Similar to Guénon but more controversial because of his association with Italian fascism is Julius Evola (who was influenced by Guénon.)
“Nothing is more evident than that modern capitalism is just as subversive as Marxism. The materialistic view of life on which both systems are based is identical; both of their ideals are qualitatively identical, including the premises connected to a world the centre of which is constituted of technology, science, production, "productivity," and "consumption." And as long as we only talk about economic classes, profit, salaries, and production, and as long as we believe that real human progress is determined by a particular system of distribution of wealth and goods, and that, generally speaking, human progress is measured by the degree of wealth or indigence—then we are not even close to what is essential...”
― Julius Evola, Men Among the Ruins: Post-War Reflections of a Radical Traditionalist
“The essential task ahead requires formulating an adequate doctrine, upholding principles that have been thoroughly studied, and, beginning from these, giving birth to an Order. This elite, differentiating itself on a plane that is defined in terms of spiritual virility, decisiveness, and impersonality, and where every naturalistic bond loses its power and value, will be the bearer of a new principle of a higher authority and sovereignty; it will be able to denounce subversion and demagogy in whatever form they appear and reverse the downward spiral of the top-level cadres and the irresistible rise to power of the masses. From this elite, as if from a seed, a political organism and an integrated nation will emerge, enjoying the same dignity as the nations created by the great European political tradition. Anything short of this amounts only to a quagmire, dilettantism, irrealism, and obliquity.”

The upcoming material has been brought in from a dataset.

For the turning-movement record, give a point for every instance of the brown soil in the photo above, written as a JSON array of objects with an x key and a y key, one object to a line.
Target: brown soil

― Julius Evola, Men Among the Ruins: Post-War Reflections of a Radical Traditionalist
Yesterday I began reading
Proper Studies (Huxley, 1929) again and realized that it had influenced me quite a bit. And I would have to also point out that Needleman, Evola and Guénon (and you in certain respects!) are dealing in Utopian idealism. The Utopians have a tendency to insist that man is or can be essentially different from what man actually
is -- if thus-and-such would only occur. They tend not to see man as man really is but as they imagine he should be -- or could be or would be if they directed man's affairs: "From this elite, as if from a seed, a political organism and an integrated nation will emerge, enjoying the same dignity as the nations created by the great European political tradition. Anything short of this amounts only to a quagmire, dilettantism, irrealism, and obliquity."